Politics | 01/27/2009 8:40 am
Bloomberg: 'Cheap, Dirty Politics' Behind Kennedy Smears

The saga over who will replace Hillary Clinton in the Senate may be over, but the drama continues!
New York Gov. David Paterson’s desperately trying to move on from the whole ordeal — he even canceled a trip to Switzerland — but Mike Bloomberg’s not going to let the governor get away that easy. New York City Mayor Bloomberg this week called the treatment of Caroline Kennedy during her Senate bid "reprehensible," and wants to know who’s behind the leaking of news that perhaps she was bowing out of the race because of tax and nanny problems.
"I thought that the stuff that I saw in the papers was totally inappropriate," said Bloomberg. "It’s as good an example of cheap dirty politics as you could ever find, and I thought it was reprehensible." The Daily News reported Monday that Paterson signed off on the attack strategy pushed by a paid consultant.
Paterson says he doesn’t know who was behind the bashing. On Monday, he at first denied he or his staff was behind them, but then said they were coming from his office — but he doesn’t know from whom. "As you know, this is a pretty serious thing, and actually one that I would condemn," he said. But the New York Post is actually calling him a "liar," saying there’s no way the suspected leaker would have gone to the press with the damaging information without the governor’s approval.
Kennedy was "mired in some potentially embarrassing personal issues," the source told reporters Friday, says the Post. "She has a tax problem that came up in the vetting and a potential nanny issue. And reporters are starting to look at her marriage more closely … The governor had no intention of picking her because of the botched rollout executed in recent weeks. The Post has also reported that Kennedy bowed out for none of the reasons reported — but rather for a specific, family issue — and Paterson knew it.
"Caroline can’t believe what Paterson did to her. She was smeared, and she’s never going to forgive it or forget it," a source told the Post.

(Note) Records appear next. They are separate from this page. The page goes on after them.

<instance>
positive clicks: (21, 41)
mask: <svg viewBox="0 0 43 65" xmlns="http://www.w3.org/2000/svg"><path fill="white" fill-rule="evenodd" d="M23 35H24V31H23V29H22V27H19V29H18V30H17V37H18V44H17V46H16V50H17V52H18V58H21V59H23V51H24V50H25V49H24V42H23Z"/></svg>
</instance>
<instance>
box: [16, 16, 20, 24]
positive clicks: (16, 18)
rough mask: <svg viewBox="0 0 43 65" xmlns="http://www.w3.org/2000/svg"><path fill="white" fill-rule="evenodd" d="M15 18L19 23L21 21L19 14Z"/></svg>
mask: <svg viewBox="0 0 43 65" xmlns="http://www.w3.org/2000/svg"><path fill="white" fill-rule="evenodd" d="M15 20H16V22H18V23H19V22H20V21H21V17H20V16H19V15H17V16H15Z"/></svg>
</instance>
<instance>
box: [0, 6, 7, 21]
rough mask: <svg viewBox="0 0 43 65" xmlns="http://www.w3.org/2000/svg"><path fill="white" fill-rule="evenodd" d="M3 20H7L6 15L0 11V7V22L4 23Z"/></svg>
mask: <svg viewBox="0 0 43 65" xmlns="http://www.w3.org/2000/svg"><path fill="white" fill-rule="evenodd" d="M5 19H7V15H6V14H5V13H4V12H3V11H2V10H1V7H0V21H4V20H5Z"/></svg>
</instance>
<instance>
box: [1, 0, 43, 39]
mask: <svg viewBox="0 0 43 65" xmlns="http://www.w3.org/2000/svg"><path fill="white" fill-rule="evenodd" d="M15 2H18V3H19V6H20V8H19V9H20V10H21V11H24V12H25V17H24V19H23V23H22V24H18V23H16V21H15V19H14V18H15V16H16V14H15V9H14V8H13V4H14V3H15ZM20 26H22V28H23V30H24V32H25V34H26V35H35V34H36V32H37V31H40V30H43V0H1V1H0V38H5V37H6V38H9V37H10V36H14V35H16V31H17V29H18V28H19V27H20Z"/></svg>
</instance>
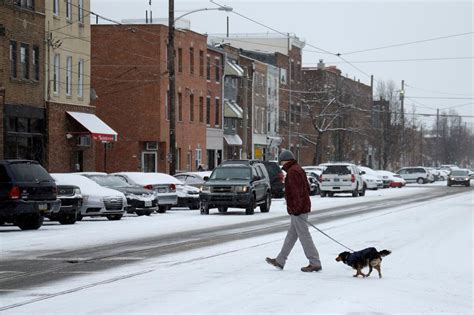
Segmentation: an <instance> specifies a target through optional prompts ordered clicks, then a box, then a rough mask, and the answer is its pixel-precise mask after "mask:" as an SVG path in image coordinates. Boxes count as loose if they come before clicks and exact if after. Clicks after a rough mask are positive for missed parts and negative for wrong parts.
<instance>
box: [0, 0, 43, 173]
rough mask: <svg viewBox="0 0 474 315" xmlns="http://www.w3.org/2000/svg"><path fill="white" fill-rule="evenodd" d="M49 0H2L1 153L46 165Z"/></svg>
mask: <svg viewBox="0 0 474 315" xmlns="http://www.w3.org/2000/svg"><path fill="white" fill-rule="evenodd" d="M44 3H45V1H44V0H37V1H21V2H20V1H3V2H2V3H0V51H1V53H0V159H16V158H20V159H32V160H37V161H39V162H40V163H41V164H43V165H44V166H46V164H47V154H46V141H47V133H46V114H45V106H44V86H45V79H44V72H45V68H44V62H43V60H44V59H45V57H44V56H45V46H44V35H45V6H44Z"/></svg>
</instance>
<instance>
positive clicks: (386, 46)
mask: <svg viewBox="0 0 474 315" xmlns="http://www.w3.org/2000/svg"><path fill="white" fill-rule="evenodd" d="M473 33H474V32H466V33H460V34H453V35H447V36H441V37H433V38H428V39H423V40H417V41H413V42H405V43H400V44H394V45H387V46H381V47H375V48H369V49H363V50H356V51H350V52H345V53H341V55H351V54H358V53H361V52H367V51H374V50H381V49H387V48H393V47H400V46H407V45H413V44H419V43H425V42H430V41H435V40H441V39H447V38H452V37H458V36H465V35H470V34H473Z"/></svg>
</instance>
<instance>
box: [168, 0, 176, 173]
mask: <svg viewBox="0 0 474 315" xmlns="http://www.w3.org/2000/svg"><path fill="white" fill-rule="evenodd" d="M174 68H175V66H174V0H168V78H169V97H168V110H169V111H170V138H169V140H170V143H169V153H168V161H169V163H170V166H169V173H170V175H174V174H175V172H176V134H175V129H176V113H175V107H176V106H175V103H176V102H175V98H176V95H175V94H176V85H175V84H176V77H175V69H174Z"/></svg>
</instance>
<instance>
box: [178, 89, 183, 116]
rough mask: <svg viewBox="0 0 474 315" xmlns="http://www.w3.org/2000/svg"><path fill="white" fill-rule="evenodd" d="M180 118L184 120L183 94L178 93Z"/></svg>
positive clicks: (178, 102) (178, 111)
mask: <svg viewBox="0 0 474 315" xmlns="http://www.w3.org/2000/svg"><path fill="white" fill-rule="evenodd" d="M178 120H179V121H183V94H181V93H178Z"/></svg>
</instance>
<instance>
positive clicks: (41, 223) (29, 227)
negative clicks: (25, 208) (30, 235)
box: [16, 214, 44, 230]
mask: <svg viewBox="0 0 474 315" xmlns="http://www.w3.org/2000/svg"><path fill="white" fill-rule="evenodd" d="M43 220H44V217H43V216H42V215H40V214H26V215H22V216H20V217H19V218H18V219H17V220H16V225H18V227H19V228H20V229H22V230H37V229H39V228H40V227H41V226H42V225H43Z"/></svg>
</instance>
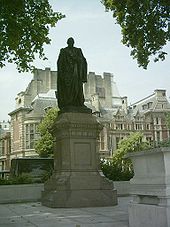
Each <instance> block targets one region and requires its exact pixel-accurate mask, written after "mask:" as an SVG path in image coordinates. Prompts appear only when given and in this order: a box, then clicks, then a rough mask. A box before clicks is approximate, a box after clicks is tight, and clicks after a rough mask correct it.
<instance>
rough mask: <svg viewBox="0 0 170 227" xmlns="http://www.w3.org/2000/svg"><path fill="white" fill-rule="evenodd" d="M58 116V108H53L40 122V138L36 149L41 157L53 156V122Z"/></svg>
mask: <svg viewBox="0 0 170 227" xmlns="http://www.w3.org/2000/svg"><path fill="white" fill-rule="evenodd" d="M57 116H58V109H57V108H51V109H50V110H48V112H47V113H46V115H45V117H44V118H43V120H42V122H41V123H40V124H39V127H38V131H39V133H40V139H39V140H38V141H37V142H36V144H35V151H36V152H37V153H38V154H39V156H40V157H42V158H46V157H53V146H54V137H53V135H52V133H51V129H52V127H53V124H54V122H55V120H56V119H57Z"/></svg>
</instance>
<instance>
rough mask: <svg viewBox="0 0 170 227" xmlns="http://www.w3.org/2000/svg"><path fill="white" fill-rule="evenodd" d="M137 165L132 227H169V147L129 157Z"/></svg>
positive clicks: (169, 219) (135, 179) (129, 209)
mask: <svg viewBox="0 0 170 227" xmlns="http://www.w3.org/2000/svg"><path fill="white" fill-rule="evenodd" d="M128 157H130V158H131V160H132V162H133V166H134V173H135V174H134V177H133V178H132V179H131V181H130V183H131V188H130V194H131V195H132V196H133V200H132V201H131V203H130V204H129V209H128V211H129V227H143V226H145V227H170V148H168V147H165V148H159V149H155V150H153V151H147V152H139V153H132V154H129V155H128Z"/></svg>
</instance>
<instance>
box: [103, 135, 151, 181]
mask: <svg viewBox="0 0 170 227" xmlns="http://www.w3.org/2000/svg"><path fill="white" fill-rule="evenodd" d="M142 138H143V134H142V133H140V132H137V133H132V134H131V135H130V136H129V137H127V138H124V139H123V140H121V141H120V143H119V144H118V149H117V150H116V151H115V153H114V155H113V158H112V160H109V161H103V162H102V171H103V173H104V175H105V176H106V177H108V178H109V179H110V180H114V181H120V180H130V179H131V178H132V177H133V166H132V162H131V160H130V159H127V158H126V159H125V155H126V154H127V153H129V152H137V151H142V150H146V149H149V148H150V145H149V144H148V143H147V142H142Z"/></svg>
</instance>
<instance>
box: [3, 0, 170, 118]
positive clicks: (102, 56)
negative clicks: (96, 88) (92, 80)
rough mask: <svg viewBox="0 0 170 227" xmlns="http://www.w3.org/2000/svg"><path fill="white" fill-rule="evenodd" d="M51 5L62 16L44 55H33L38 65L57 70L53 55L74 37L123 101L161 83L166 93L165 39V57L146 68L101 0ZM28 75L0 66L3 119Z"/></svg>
mask: <svg viewBox="0 0 170 227" xmlns="http://www.w3.org/2000/svg"><path fill="white" fill-rule="evenodd" d="M50 3H51V5H52V7H53V9H54V10H55V11H57V12H62V13H63V14H65V15H66V17H65V18H64V19H62V20H60V21H59V22H58V23H57V25H56V27H55V28H52V29H51V30H50V34H49V37H50V38H51V40H52V41H51V44H50V45H46V46H45V47H44V48H45V54H46V56H47V58H48V60H46V61H43V60H41V59H38V58H37V59H36V60H35V62H34V65H35V66H36V67H37V68H39V69H45V67H50V68H51V70H57V66H56V61H57V58H58V54H59V51H60V49H61V48H63V47H65V46H66V42H67V39H68V38H69V37H73V38H74V40H75V46H76V47H80V48H81V49H82V51H83V54H84V56H85V58H86V60H87V62H88V71H89V72H95V73H96V74H99V75H102V74H103V72H110V73H112V74H113V75H114V80H115V82H116V84H117V87H118V90H119V93H120V96H127V97H128V104H131V103H134V102H136V101H138V100H140V99H143V98H144V97H146V96H148V95H151V94H152V93H153V92H154V90H155V89H165V90H166V91H167V97H169V96H170V44H168V45H167V46H166V47H165V51H166V52H167V53H169V55H168V56H167V57H166V60H165V61H163V62H162V61H161V62H158V63H153V62H151V63H150V64H149V66H148V69H147V70H144V69H142V68H140V67H138V65H137V62H136V60H133V59H132V57H131V56H130V48H128V47H125V46H124V45H123V44H122V43H121V30H120V27H119V25H117V24H116V23H115V21H114V19H113V17H112V13H111V12H105V8H104V6H103V5H102V4H101V2H100V0H86V1H79V0H50ZM31 79H32V74H31V73H18V72H17V70H16V66H15V65H14V64H7V65H6V67H4V68H2V69H0V97H1V98H0V121H2V120H8V119H10V117H9V116H8V113H10V112H11V111H13V110H14V109H15V98H16V95H17V94H18V93H19V92H21V91H24V90H25V89H26V87H27V85H28V83H29V82H30V81H31Z"/></svg>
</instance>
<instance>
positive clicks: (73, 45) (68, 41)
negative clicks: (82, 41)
mask: <svg viewBox="0 0 170 227" xmlns="http://www.w3.org/2000/svg"><path fill="white" fill-rule="evenodd" d="M67 44H68V46H69V47H73V46H74V39H73V38H72V37H70V38H68V40H67Z"/></svg>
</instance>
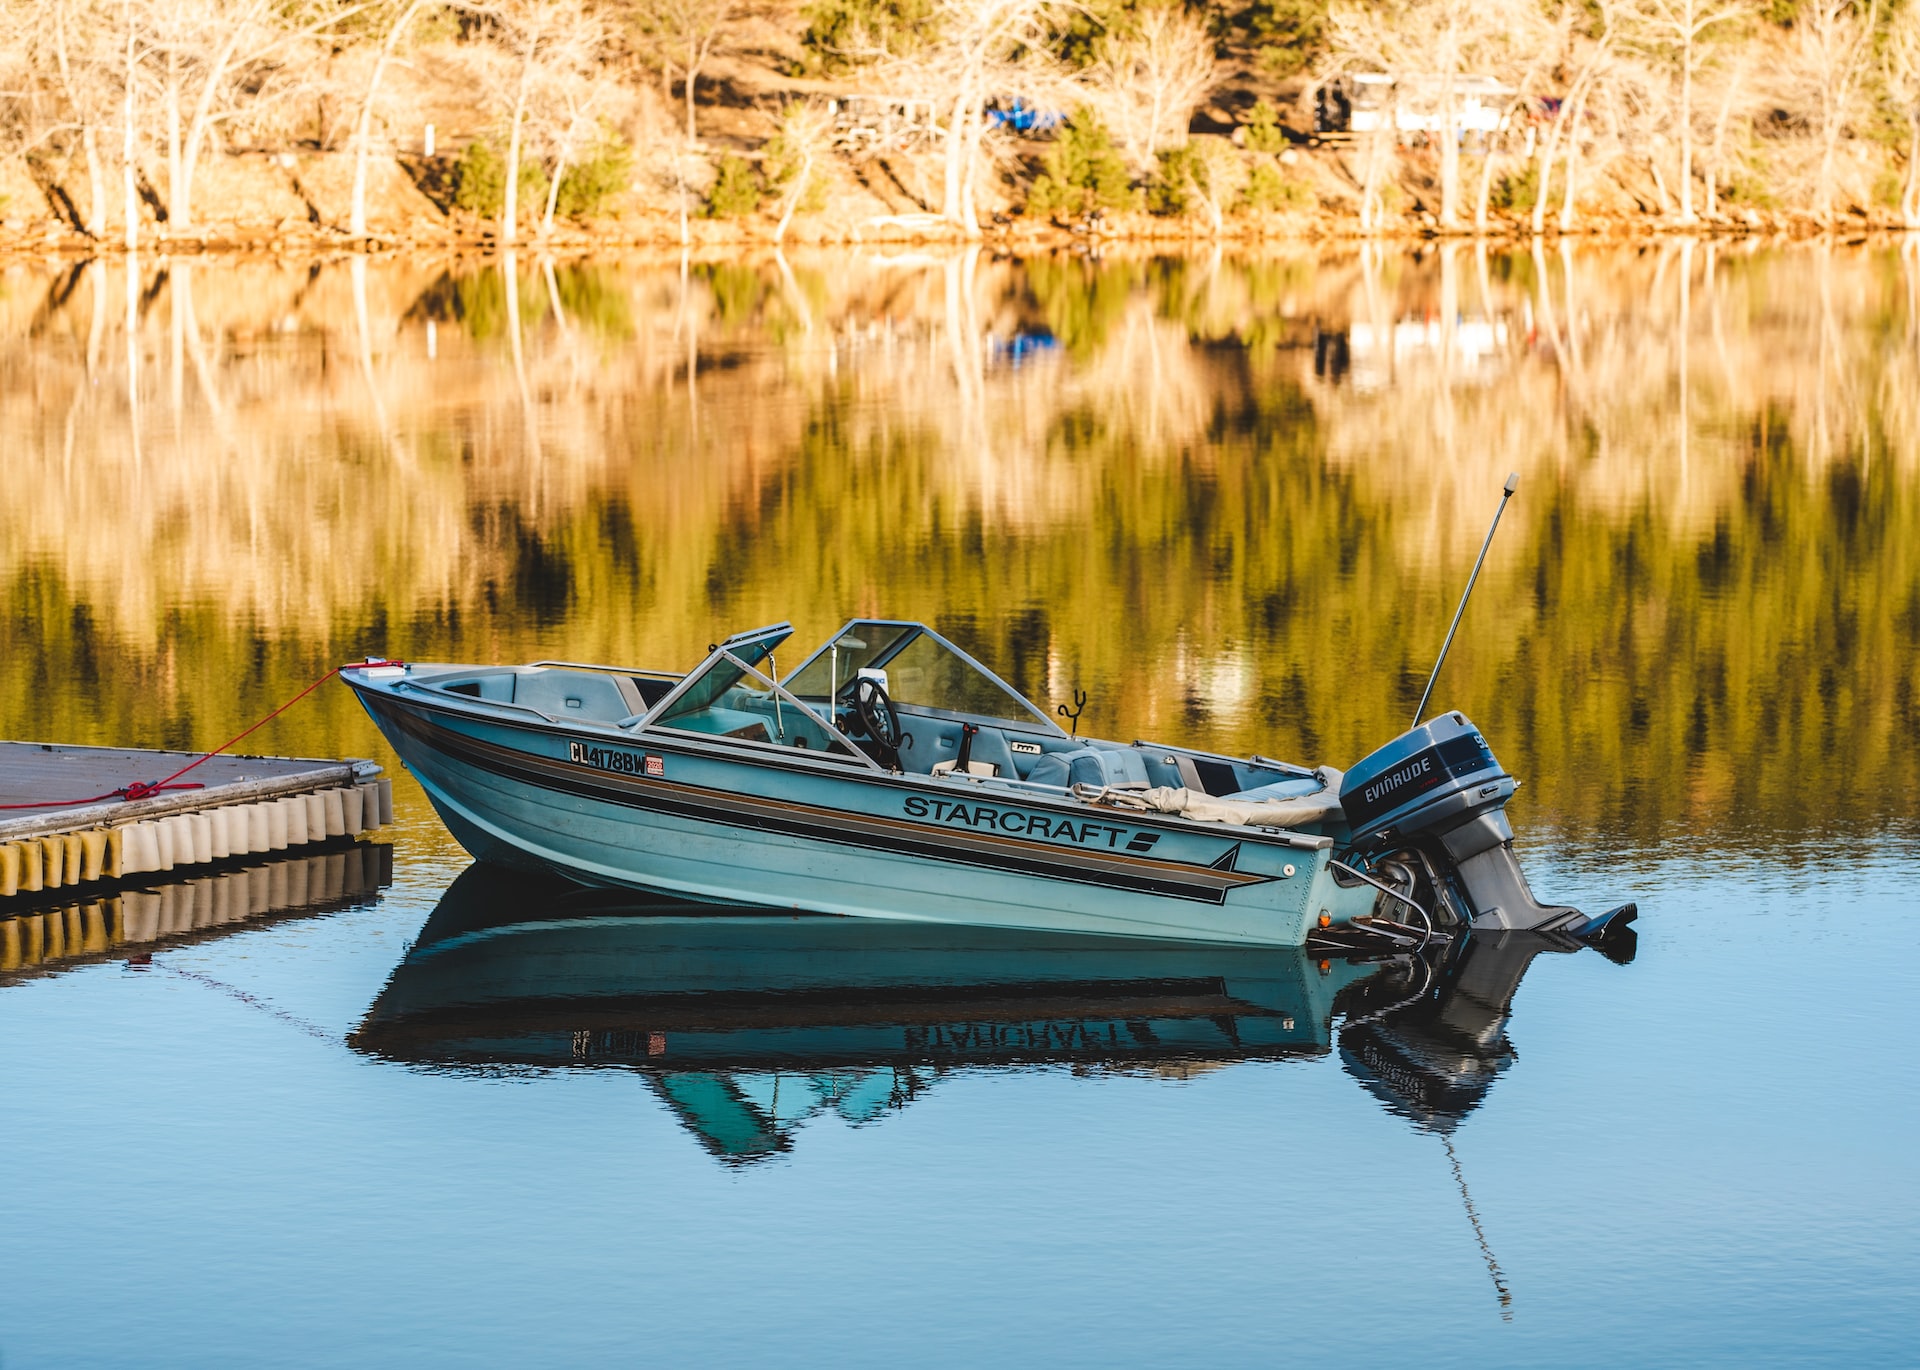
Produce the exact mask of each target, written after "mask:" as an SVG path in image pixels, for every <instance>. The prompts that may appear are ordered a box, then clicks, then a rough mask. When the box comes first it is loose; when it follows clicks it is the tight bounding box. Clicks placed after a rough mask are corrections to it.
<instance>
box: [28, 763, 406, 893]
mask: <svg viewBox="0 0 1920 1370" xmlns="http://www.w3.org/2000/svg"><path fill="white" fill-rule="evenodd" d="M198 756H202V754H200V752H156V750H140V748H123V746H65V744H58V743H0V806H6V808H0V898H17V896H25V894H40V892H44V890H60V888H67V886H75V885H90V883H94V881H123V879H127V877H138V875H146V873H157V871H173V869H179V867H194V865H213V863H219V862H230V860H234V858H261V856H267V854H271V852H286V850H290V848H301V846H307V844H309V842H326V840H330V839H353V837H359V835H361V833H369V831H374V829H378V827H384V825H386V823H392V821H394V783H392V779H388V777H384V775H380V766H378V764H376V762H365V760H344V762H326V760H311V758H298V756H209V758H205V760H202V762H200V764H196V766H192V771H190V781H186V785H192V789H186V787H184V785H177V787H173V789H163V791H159V792H152V794H146V796H142V798H131V800H129V798H121V796H119V794H121V792H125V791H129V789H132V791H134V792H138V791H140V787H150V785H154V783H156V781H159V779H165V777H171V775H175V773H177V771H182V769H184V768H188V766H190V764H194V762H196V758H198ZM88 796H94V798H88ZM77 798H86V800H88V802H84V804H75V802H73V800H77ZM61 800H65V802H61Z"/></svg>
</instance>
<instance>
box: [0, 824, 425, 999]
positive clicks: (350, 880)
mask: <svg viewBox="0 0 1920 1370" xmlns="http://www.w3.org/2000/svg"><path fill="white" fill-rule="evenodd" d="M392 883H394V848H392V844H388V842H353V844H340V846H334V848H332V850H326V852H321V854H317V856H278V858H273V860H261V858H252V856H250V858H244V863H228V869H219V871H207V873H200V875H194V873H190V871H188V873H180V875H177V877H173V879H167V881H157V883H154V881H142V885H140V888H121V890H119V892H115V894H104V896H90V892H88V894H83V896H81V898H79V900H60V898H58V896H54V898H50V900H48V898H36V900H35V908H31V909H27V911H13V909H0V984H10V982H13V980H21V979H31V977H38V975H50V973H56V971H63V969H69V967H75V965H88V963H94V961H117V959H123V957H140V956H152V954H154V952H163V950H169V948H177V946H192V944H196V942H209V940H213V938H219V936H227V934H228V933H238V931H240V929H242V927H261V925H267V923H278V921H284V919H288V917H311V915H315V913H330V911H334V909H344V908H351V906H355V904H359V902H361V900H367V898H371V896H372V894H376V892H378V890H380V888H382V886H386V885H392ZM15 902H17V904H27V902H25V900H15Z"/></svg>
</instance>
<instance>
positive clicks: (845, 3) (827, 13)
mask: <svg viewBox="0 0 1920 1370" xmlns="http://www.w3.org/2000/svg"><path fill="white" fill-rule="evenodd" d="M801 15H803V17H804V19H806V33H803V35H801V48H804V50H806V59H804V65H806V67H810V69H814V71H826V73H833V71H843V69H845V67H849V65H851V63H852V59H851V58H849V56H847V54H849V52H852V50H856V48H876V50H881V52H902V50H906V48H912V46H916V44H914V40H916V38H918V35H922V33H924V31H925V25H927V21H929V19H931V17H933V2H931V0H810V4H804V6H801Z"/></svg>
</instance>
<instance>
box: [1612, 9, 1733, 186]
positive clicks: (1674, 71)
mask: <svg viewBox="0 0 1920 1370" xmlns="http://www.w3.org/2000/svg"><path fill="white" fill-rule="evenodd" d="M1751 13H1753V6H1751V0H1628V2H1626V4H1624V6H1620V10H1619V12H1617V23H1619V25H1620V31H1622V33H1624V40H1626V42H1628V44H1632V46H1634V48H1638V50H1640V52H1644V54H1645V56H1647V58H1649V59H1653V61H1659V63H1663V65H1667V67H1670V69H1672V71H1674V77H1676V88H1678V100H1676V104H1678V109H1676V119H1674V123H1676V127H1678V132H1680V223H1688V224H1690V223H1695V221H1697V219H1699V215H1695V213H1693V83H1695V79H1697V77H1699V71H1701V67H1703V65H1705V63H1707V59H1709V56H1711V44H1709V38H1713V36H1718V35H1726V33H1732V31H1734V29H1736V27H1738V25H1740V23H1743V21H1745V19H1749V17H1751Z"/></svg>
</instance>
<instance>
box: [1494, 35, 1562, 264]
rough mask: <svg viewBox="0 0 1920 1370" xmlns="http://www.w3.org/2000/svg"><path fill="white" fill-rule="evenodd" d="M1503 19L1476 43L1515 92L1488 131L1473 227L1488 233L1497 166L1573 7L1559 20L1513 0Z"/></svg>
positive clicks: (1494, 68)
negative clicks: (1489, 129)
mask: <svg viewBox="0 0 1920 1370" xmlns="http://www.w3.org/2000/svg"><path fill="white" fill-rule="evenodd" d="M1501 17H1503V19H1505V21H1503V23H1501V25H1500V27H1496V29H1492V31H1488V35H1486V36H1484V40H1482V42H1480V46H1478V54H1476V56H1478V59H1480V63H1482V67H1484V69H1486V73H1488V75H1494V77H1500V79H1501V81H1503V83H1507V86H1509V88H1511V90H1513V94H1511V96H1509V98H1507V104H1505V107H1503V109H1501V111H1500V127H1498V129H1496V130H1494V132H1492V134H1488V140H1486V148H1484V152H1486V155H1484V157H1482V159H1480V188H1478V194H1476V196H1475V205H1473V230H1475V232H1476V234H1484V232H1486V211H1488V203H1490V201H1492V194H1494V169H1496V167H1498V165H1500V159H1501V155H1503V150H1505V146H1507V140H1509V138H1511V136H1513V127H1515V123H1519V121H1521V119H1523V117H1524V113H1526V111H1528V109H1530V107H1532V104H1534V100H1536V96H1538V90H1540V83H1542V81H1546V75H1548V71H1549V69H1551V67H1553V63H1555V61H1557V59H1559V56H1561V52H1563V48H1565V40H1567V23H1569V21H1571V17H1572V12H1571V10H1561V15H1559V17H1557V19H1555V21H1551V23H1549V21H1548V15H1546V12H1544V10H1542V8H1540V6H1538V4H1532V0H1511V2H1509V4H1505V8H1503V15H1501Z"/></svg>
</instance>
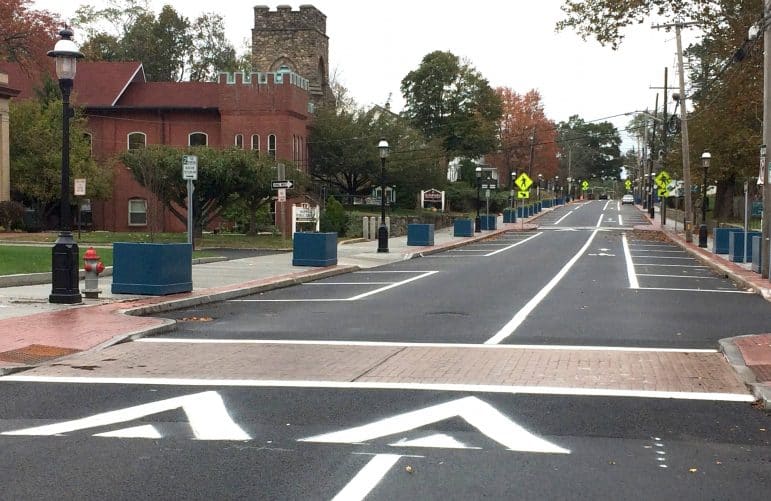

The way Paterson handled the whole thing may hurt him in the long term, too. "There’s an awful lot of buzz in this place about the trouble the governor is in," one Democratic lawmaker told The Buffalo News. A Siena College poll released Monday shows that, although most New Yorkers like Paterson, more voters now say they prefer "someone else" as governor in 2010. That "someone" could very well be Attorney General Andrew Cuomo, who many voters would love to see in his dad’s former office.